A Law Unto Themselves: the CIA and the Torture Cover-up

A report by the Central Intelligence Agency’s Office of the Inspector General (OIG) marks a significant escalation in the constitutional crisis over the systematic cover-up of the CIA’s widespread torture programs.

According to the Inspector General David Buckley, five CIA officials surreptitiously gained access to the computers used by Senate staff investigators while compiling a still-classified 6,300-page report on CIA torture. Two CIA attorneys and three CIA information technology employees created fake accounts in order to follow the movements of Senate staff as they worked.

The OIG weakly asserts that the employees were “acting in a manner inconsistent with the common understanding” brokered between the CIA and the Senate.

What is involved is not a breach of a “common understanding,” but a breach of laws and the Constitution.

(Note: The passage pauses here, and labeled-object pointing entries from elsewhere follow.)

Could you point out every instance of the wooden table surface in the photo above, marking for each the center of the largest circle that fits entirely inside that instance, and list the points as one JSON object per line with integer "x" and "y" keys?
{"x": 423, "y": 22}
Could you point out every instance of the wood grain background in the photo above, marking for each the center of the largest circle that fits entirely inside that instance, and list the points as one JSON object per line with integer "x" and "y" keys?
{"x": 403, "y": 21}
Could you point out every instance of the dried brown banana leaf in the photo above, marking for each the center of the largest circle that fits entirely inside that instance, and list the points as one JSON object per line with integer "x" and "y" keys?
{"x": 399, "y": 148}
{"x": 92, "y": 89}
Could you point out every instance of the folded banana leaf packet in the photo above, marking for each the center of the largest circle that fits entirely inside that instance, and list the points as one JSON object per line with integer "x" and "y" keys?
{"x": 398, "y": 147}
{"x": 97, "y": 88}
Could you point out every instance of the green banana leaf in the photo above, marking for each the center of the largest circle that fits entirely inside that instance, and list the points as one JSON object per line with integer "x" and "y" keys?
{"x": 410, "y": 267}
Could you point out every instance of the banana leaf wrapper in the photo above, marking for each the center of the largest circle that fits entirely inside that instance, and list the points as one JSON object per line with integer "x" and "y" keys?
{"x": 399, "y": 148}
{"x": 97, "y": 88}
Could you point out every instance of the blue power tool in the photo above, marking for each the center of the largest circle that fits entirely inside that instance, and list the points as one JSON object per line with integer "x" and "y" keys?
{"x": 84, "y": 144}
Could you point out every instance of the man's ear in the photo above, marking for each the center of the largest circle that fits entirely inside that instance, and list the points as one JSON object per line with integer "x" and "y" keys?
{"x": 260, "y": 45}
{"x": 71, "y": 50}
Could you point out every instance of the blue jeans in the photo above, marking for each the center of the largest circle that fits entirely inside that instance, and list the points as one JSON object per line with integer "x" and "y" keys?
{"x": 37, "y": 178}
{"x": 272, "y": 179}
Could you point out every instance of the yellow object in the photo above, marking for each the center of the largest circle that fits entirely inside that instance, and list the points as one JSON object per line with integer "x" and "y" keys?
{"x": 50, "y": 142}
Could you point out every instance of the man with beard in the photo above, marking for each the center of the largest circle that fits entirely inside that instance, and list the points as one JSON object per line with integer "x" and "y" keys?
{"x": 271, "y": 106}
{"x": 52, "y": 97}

Not only did the spying violate the Fourth Amendment’s proscription of unreasonable searches and seizures and laws that prohibit domestic spying by the CIA, it also violated the basic constitutional principle of separation of powers—in this case, a clear intrusion by the executive branch on the investigatory powers of the legislature.

The gravity of the CIA’s actions is amplified by the fact that the Senate was investigating actions of the executive branch that already violated the Eighth Amendment’s proscription on cruel and unusual punishment.

The OIG report provides proof that the Director of the Central Intelligence Agency, John Brennan, lied as part of the cover-up. When first faced with allegations of CIA spying, Brennan declared: “When the facts come out on this, I think a lot of people who are claiming that there has been this tremendous sort of spying and monitoring and hacking will be proved wrong.”

In fact, this is exactly what the CIA was doing, and there is every indication that it was done at the direction of Brennan himself.

Each individual layer of illegality implicates top officials in the “high crimes and misdemeanors” required for impeachment and criminal prosecution of high-ranking officials.

This includes the president himself. From the beginning, the Obama administration and the White House have functioned as an auxiliary agency of the intelligence agency. Not only has the Obama administration defended the CIA throughout the scandal, the White House itself withheld documents from the Senate investigation. After sitting on the Senate report for as long as it could, the White House has set up private sessions where the CIA is allowed to read through the evidence and redact the most incriminating sections.

Then, just two weeks ago, the US Department of Justice announced that it would not launch a criminal investigation into the CIA spying—an act that was no doubt taken with foreknowledge of the conclusions of the inspector general report. On Thursday, the White House again jumped to defend Brennan, with press secretary Josh Earnest saying that the report proved that Brennan had “done what is necessary to get to the bottom of what exactly happened,” and that he showed the kind of “proactive leadership that the president would expect.”

As for Congress, after Senator Dianne Feinstein revealed the illegal spying in a speech on the floor of the Senate in March—accusing the CIA of illegal and unconstitutional activities—the issue was completely dropped. The prostration of the legislative branch before the intelligence apparatus was expressed in Feinstein’s statement that the OIG report “corrects the record.” She praised Brennan for taking “positive first steps.”

The whole affair reveals a political system in which the trappings of democracy are a thin cover for a state that is controlled by a gigantic military-intelligence apparatus (including the CIA, NSA, Defense Department and associated agencies) that operates as a law unto itself.

Consider what has happened. In the midst of a series of illegal wars, the CIA under the direction of the Bush administration established an international network of secret prisons and torture centers. This network operated effectively as a separate organization within the government to which the law—both domestic and international—did not apply. Conscious that what they were doing was illegal, high-ranking CIA officials destroyed evidence (including video tapes) of the torture.

Many of the victims of torture were held indefinitely with no semblance of due process and without ever being charged with committing a crime. In those cases where the victim could not stand the pain, the torturers became executioners. Leaks made by those who have read the Senate report have described the methods as “brutal” for inducing “excruciating” pain at “sprawling” black site prisons.

None of those who ordered these illegal actions or carried them out have been prosecuted. The Obama administration, while nominally ending the torture program, continues it in different forms while vastly expanding the illegal drone assassination and domestic spying programs.

Then, after all of this, Senate investigators into the torture program were spied on and threatened, their computers hacked.

The CIA torture cover-up reveals the collapse of democratic forms in the United States, the consequence of unending war abroad and extreme levels of social inequality at home.

Under the auspices of the “war on terror,” practically every democratic right has been effectively repealed by a collection of scoundrels and political criminals. The state is overseen by a spying apparatus that seeks to monitor all communications and a president that declares the right to assassinate without due process. The entire political establishment is complicit in torture and other illegal activities, and there is not a hint of opposition from the corporate media. Policy is dictated by a cabal that lives in constant fear of the social explosions that will arise inevitably out of the policies that it has pursued.

The breakdown of democracy is one expression of the protracted crisis of American capitalism and a ruling class that, in its determination to defend its interests at home and abroad, is dispensing with all legality.